The pandemic made properties with land ‘gold dust’, with demand skyrocketing from those looking to gain more space. Properties with sizeable gardens for a vegetable patch also boomed in popularity. A lot of us admire the impressive kitchen gardens we see sprawled across stately home grounds but something on a smaller scale can give you access to your very own seasonal produce. Gardening is as challenging as you make it so all you have to do is find the right spot. A couple of raised beds don’t require endless digging and weeding but can be high in output to include while cooking your seasonal recipes.

However, if you’re feeling a little more adventurous than your common vegetable patch, an orchard, a hen house or even a beehive could add a new level to your endeavours. It is surprising how much you can do in your back garden. But, before you jump into your wellies, there is a lot to consider. For every glorious summer’s day, there’s a cold winter’s one to match and getting up to care for everything that inhabits your land is not everyone’s cup of tea. The best advice would be to do your research and make it manageable for you.

If you’re looking for your own rural idyll, we’ve pick five homes that already have this way of living set up:

Bluebell Croft, 15 Anaheilt, Strontian Acharacle

Bluebell Croft is a stunning home plus two 5 star self-catering cottages, set in approximately 6.5 acres of owner occupied working croft. The current owners grow their own produce from their fruit and vegetable garden which also has an orchard and a polytunnel. There is also a 5kw Evance wind turbine and a boiler room with biomass boiler.

Wych Elm House, Andover, Hampshire

Positioned in a tranquil setting, Wych Elm House offers a beautifully presented home with well proportioned, light and airy accommodation.
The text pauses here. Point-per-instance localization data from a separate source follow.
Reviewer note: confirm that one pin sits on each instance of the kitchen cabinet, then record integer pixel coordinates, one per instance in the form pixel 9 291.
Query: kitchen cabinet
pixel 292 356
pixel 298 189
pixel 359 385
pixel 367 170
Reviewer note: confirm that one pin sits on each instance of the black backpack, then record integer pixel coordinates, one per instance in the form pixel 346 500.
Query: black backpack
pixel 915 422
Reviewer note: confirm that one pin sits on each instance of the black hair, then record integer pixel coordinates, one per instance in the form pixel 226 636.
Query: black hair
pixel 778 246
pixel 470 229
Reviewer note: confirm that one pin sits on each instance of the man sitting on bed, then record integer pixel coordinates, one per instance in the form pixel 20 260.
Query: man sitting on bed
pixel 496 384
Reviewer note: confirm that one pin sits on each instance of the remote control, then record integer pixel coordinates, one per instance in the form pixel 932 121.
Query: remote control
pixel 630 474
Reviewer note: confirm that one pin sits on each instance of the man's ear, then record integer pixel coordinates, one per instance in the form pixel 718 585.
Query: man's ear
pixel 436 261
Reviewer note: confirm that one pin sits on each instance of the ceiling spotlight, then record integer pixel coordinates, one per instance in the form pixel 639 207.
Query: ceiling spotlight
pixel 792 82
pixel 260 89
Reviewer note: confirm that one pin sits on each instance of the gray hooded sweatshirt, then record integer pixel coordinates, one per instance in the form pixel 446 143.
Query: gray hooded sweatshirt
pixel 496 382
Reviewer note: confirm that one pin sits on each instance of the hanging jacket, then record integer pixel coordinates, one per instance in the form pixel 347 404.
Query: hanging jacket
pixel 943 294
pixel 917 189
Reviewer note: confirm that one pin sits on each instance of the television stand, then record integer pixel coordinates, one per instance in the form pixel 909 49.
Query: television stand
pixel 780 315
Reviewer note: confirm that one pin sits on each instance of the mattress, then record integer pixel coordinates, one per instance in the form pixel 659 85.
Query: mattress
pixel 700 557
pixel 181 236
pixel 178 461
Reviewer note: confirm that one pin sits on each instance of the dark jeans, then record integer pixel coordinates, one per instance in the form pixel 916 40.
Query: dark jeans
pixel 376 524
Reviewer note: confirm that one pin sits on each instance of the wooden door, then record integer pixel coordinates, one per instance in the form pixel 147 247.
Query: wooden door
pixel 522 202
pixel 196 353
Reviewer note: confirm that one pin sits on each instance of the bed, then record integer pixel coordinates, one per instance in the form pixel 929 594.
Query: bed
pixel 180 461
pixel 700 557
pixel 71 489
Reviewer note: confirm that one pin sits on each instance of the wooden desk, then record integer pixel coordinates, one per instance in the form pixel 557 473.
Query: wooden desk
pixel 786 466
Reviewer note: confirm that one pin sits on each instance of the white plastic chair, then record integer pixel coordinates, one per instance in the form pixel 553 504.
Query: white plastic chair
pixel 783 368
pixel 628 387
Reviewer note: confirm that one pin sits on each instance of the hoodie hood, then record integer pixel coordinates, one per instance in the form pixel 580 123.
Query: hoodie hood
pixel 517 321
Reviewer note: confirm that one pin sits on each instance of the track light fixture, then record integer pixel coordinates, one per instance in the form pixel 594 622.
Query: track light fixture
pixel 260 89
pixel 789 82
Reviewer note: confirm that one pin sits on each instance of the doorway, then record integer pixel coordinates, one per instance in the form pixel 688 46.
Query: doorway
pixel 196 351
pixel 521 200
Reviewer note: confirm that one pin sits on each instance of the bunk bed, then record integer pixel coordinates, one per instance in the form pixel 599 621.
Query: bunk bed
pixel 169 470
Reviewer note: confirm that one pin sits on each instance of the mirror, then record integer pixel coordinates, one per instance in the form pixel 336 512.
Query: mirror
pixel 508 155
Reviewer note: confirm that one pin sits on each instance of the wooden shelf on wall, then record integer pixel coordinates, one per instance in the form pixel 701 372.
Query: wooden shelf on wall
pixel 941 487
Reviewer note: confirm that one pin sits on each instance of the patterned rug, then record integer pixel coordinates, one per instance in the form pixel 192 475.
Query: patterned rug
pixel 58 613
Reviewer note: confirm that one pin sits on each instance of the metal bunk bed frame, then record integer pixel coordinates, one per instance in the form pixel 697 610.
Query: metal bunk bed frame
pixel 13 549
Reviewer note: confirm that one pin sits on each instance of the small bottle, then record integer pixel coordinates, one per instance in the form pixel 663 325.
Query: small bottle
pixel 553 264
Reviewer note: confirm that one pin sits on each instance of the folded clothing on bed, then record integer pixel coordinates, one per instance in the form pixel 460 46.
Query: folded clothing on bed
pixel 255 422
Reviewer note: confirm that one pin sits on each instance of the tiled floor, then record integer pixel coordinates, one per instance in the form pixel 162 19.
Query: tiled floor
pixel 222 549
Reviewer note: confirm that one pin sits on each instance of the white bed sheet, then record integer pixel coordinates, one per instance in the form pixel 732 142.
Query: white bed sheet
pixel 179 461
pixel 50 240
Its gardens are particularly noteworthy, where a vegetable patch and fruit trees provide bounty for the table and there are mature trees interspersed within the lawned areas.
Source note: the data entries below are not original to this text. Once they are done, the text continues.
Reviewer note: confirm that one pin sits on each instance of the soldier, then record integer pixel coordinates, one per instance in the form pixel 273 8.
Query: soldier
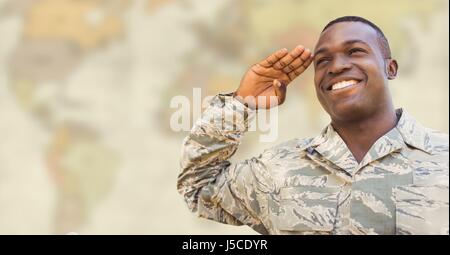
pixel 373 170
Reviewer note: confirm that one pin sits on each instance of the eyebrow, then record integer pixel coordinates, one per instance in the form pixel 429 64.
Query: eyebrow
pixel 324 49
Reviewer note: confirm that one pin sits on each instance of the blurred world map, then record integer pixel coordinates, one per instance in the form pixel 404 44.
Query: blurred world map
pixel 85 87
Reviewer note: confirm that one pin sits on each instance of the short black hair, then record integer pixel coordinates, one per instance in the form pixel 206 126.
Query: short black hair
pixel 385 49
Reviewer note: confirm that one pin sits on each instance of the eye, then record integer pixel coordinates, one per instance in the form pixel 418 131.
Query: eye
pixel 322 60
pixel 356 50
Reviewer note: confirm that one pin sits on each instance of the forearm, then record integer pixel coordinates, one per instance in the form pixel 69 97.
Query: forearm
pixel 212 141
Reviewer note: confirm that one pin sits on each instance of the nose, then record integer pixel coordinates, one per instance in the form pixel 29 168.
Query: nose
pixel 339 65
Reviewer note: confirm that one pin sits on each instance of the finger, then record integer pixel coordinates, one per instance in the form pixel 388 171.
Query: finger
pixel 292 75
pixel 273 58
pixel 280 91
pixel 305 55
pixel 286 60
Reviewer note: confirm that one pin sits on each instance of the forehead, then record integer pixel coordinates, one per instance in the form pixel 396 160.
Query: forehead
pixel 341 32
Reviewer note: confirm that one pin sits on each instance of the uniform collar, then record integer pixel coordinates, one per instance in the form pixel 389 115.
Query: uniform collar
pixel 407 132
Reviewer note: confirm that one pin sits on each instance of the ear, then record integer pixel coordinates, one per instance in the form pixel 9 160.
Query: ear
pixel 391 69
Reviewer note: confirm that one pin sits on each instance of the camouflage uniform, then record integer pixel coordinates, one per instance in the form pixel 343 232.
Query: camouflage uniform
pixel 315 185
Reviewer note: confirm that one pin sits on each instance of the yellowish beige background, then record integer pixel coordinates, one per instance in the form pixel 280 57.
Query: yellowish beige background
pixel 85 86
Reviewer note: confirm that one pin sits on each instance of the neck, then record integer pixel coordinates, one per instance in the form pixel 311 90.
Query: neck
pixel 359 135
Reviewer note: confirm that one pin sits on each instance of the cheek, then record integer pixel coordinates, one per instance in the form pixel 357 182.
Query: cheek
pixel 318 76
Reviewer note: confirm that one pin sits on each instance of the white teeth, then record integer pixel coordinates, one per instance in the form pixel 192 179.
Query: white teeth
pixel 343 84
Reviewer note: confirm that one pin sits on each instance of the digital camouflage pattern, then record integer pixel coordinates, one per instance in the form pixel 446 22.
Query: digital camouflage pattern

Evelix Farmhouse, Dornoch Sutherland

Evelix Farmhouse is an exquisite country house, set in approximately 11 acres including salmon and trout fishing on the River Evelix. The property is set in a beautifully landscaped grounds of around 11 acres, which include specimen plants, trees, vegetable garden, greenhouse, raised beds and a garden pond.

Clunebeg Estate, Drumnadrochit, Inverness

Clunebeg Estate is a substantial Victorian lodge with holiday letting properties, approximately 29 acres of amenity land & woodland plus fishing rights on Loch Ness.

Nouds Oast, Lynsted, Kent

Nouds Oast is a fine example of Kent’s architectural heritage, showcasing twin oast roundels with their conical roofs, giving the property a distinct identity, whilst providing a spacious, contemporary home for a modern family lifestyle. Within its grounds, there is a carefully designed kitchen garden with paths around raised beds, with two sheds and a greenhouse.